回復を見せた秋の空は青く光も強烈だ。窓の外、なんとも弱々しい蝉の声。燃え尽きるまでがんばれ。
ジャスト12時、ケータイが鳴った。連日の署長だ。ラーメン屋の『OSOMATSU』に行こう? あいにく怪人クンはランチを済ませてしまったんだ。悪いな。それでも署長は現れた。事務所の前で10分ほど立ち話。
「夜は空いてるぞ。どうだい、軽く1杯?」
「いや。用があるからダメなんだ、オヨヨ」
ふーん。
署長は自転車にまたがり走り去った。人それぞれ好みはあれど、そんなにいいかな? 極マズの殿堂が。懲りないM男だぜ。

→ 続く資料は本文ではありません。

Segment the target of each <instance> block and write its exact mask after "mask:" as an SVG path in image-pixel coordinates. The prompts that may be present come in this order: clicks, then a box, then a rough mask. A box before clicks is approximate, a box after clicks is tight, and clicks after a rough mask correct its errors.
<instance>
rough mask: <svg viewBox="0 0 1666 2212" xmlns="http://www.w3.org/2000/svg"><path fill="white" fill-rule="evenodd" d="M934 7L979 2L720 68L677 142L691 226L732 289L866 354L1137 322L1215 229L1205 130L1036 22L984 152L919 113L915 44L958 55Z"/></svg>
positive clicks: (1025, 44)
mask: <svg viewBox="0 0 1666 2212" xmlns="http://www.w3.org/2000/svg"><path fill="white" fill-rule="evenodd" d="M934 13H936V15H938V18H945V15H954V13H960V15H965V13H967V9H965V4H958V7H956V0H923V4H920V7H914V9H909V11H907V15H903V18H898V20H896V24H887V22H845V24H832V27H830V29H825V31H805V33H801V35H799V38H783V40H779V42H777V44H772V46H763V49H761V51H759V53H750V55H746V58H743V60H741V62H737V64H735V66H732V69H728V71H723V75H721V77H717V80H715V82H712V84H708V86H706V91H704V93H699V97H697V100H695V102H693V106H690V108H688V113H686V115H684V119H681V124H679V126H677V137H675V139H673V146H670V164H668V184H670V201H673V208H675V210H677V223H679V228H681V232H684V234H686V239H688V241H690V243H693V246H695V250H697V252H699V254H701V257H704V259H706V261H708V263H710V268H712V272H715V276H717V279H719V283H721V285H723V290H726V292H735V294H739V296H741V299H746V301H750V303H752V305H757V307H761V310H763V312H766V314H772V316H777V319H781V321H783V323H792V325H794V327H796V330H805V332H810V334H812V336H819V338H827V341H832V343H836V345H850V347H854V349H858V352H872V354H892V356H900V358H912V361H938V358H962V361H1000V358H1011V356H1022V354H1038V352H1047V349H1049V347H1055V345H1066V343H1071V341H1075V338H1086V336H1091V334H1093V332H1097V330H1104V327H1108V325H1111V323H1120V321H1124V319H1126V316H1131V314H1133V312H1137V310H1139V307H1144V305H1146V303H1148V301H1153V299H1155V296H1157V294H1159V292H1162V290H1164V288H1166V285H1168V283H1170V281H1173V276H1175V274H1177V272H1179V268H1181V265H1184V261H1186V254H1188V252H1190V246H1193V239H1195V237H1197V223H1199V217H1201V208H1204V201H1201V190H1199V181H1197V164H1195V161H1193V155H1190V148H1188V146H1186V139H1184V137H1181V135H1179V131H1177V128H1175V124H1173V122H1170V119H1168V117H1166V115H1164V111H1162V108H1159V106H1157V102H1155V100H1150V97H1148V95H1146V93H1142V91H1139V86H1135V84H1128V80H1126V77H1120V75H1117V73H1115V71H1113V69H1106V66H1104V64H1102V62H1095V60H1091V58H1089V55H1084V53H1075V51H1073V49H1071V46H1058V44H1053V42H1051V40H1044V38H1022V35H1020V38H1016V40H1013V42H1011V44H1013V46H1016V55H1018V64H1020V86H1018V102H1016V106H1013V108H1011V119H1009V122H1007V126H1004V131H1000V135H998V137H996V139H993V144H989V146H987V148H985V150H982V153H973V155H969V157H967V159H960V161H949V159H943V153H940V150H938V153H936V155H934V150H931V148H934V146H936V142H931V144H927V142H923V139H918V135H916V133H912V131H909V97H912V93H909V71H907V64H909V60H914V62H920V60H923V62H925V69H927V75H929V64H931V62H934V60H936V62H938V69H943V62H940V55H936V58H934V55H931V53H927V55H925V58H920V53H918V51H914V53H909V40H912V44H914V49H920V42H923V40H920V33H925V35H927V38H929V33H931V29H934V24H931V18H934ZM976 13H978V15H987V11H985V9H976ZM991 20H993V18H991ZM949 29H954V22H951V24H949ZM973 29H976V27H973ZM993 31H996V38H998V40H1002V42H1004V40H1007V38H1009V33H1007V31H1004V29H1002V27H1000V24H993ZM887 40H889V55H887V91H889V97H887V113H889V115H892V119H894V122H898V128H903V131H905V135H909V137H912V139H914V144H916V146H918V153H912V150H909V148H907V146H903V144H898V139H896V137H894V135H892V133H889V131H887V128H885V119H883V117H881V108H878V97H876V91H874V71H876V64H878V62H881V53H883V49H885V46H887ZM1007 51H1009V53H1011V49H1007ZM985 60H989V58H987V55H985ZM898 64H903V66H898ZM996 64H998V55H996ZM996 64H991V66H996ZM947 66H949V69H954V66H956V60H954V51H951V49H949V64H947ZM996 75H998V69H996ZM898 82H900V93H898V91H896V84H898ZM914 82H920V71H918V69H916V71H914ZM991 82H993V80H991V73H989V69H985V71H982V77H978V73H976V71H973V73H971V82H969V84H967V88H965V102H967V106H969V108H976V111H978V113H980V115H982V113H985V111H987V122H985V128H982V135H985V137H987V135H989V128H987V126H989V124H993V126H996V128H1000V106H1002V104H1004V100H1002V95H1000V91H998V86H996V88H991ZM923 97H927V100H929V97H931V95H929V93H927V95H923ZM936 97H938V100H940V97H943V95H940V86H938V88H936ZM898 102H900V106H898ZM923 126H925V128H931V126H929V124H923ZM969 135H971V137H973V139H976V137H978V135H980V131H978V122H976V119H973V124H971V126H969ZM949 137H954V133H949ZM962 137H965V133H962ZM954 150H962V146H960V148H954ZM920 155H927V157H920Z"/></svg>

そのメールがまぎれ込んだのは、西日が差した頃だった。
09年9月9日。まさしく〝999(スリーナイン)の怪〟ともいえる出来事。
(●●ちゃん、お疲れさまです。集合は18時半、○○○○○の横でいいかな?)
聞いたことのない女の名前に、やさしいメッセージが続く。差出人は? ムフフ…。
文面からは同伴の匂いがプンプンしてくる。
けど彼、明らかに送り先を間違えてるな。放っておいたら今宵、約束の彼女に会えないままだぞ。でもせっかくだ。遊んでしまえ。怪人クンもワルよのう。
しばらく経って〝なりすまし〟のレスをした。
(●●です。わかったよ。その時間に○○○○○へ行くね)
心はあなたよ! お決まりのフリフリサインは忘れない。絵文字もそこそこに、真っ赤なハートマークを添えての送信だ。しかしなぁ。野郎に対してそんなものを付けるとは、夢にも思わなかったよ。
2時間後―――。
男から返事がある。
(連絡を待ちわびながら、柄にもなく誰かさんみたいにイラついてしまったよ(笑)。そっちへ出していたとはね…×××)
これを最後にメールが途絶えた。ということは、無事相手に会えたらしいな。
よかったじゃないか、オヨヨ。
※扇(写真)の向こうに、ともだち。